Lo studio, pubblicato sulla rivista Science, è il primo a far notare come questo liquido del cervello arriva a pulsare durante il sonno. Questi movimenti, secondo i ricercatori americani, sono strettamente legati all'attività delle onde cerebrali e del flusso sanguigno. “Sappiamo da un po' che ci sono queste ondate elettriche di attività nei neuroni”, dice la coautrice dello studio Laura Lewis. “Ma prima d’ora non ci rendevamo conto che in realtà ci sono anche onde nel liquido cerebrospinale”, aggiunge. Secondo gli studiosi questo lavoro potrebbe portare a tutta una serie di nuove intuizioni su una varietà di disturbi neurologici e psicologici che sono spesso associati a disturbi del sonno, tra cui l’autismo e il morbo di Alzheimer.

Inoltre l’accoppiamento delle onde cerebrali con il flusso di sangue e il liquido cerebrospinale potrebbe fornire spunti anche su alcune problematiche legate all’invecchiamento.

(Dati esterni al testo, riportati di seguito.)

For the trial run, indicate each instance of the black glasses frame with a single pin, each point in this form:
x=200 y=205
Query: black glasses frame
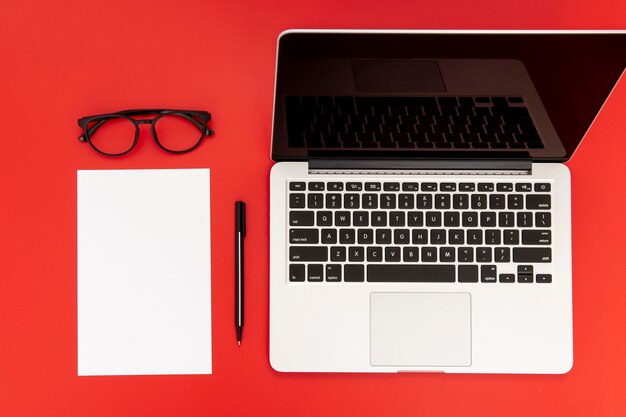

Un altro recente studio ha scoperto che il sonno profondo è in grado di “rigenerare” un cervello ansioso. La ricerca dell’Università della California di Berkeley, pubblicata sulla rivista Nature Human Behaviour, sembra quindi dare ragione a William Shakespeare che nel Macbeth si riferiva al sonno come “balsamo di menti ferite”. Al contrario, una notte in cui si dorme bene stabilizza le emozioni, mentre una insonne può innescare un aumento del 30% dei livelli di ansia. I ricercatori hanno scoperto che il tipo di sonno più adatto a calmare un cervello ansioso è proprio quello ad onde lente a movimento oculare non rapido (NREM), uno stato in cui le oscillazioni neuronali diventano altamente sincronizzate e frequenza cardiaca e pressione sanguigna calano. “Abbiamo identificato una nuova funzione del sonno profondo - evidenzia l’autore senior dello studio Matthew Walker - che riduce l’ansia durante la notte riorganizzando le connessioni nel cervello. Il sonno profondo sembra essere un ansiolitico naturale, a condizione di dormire bene e a sufficienza ogni notte”.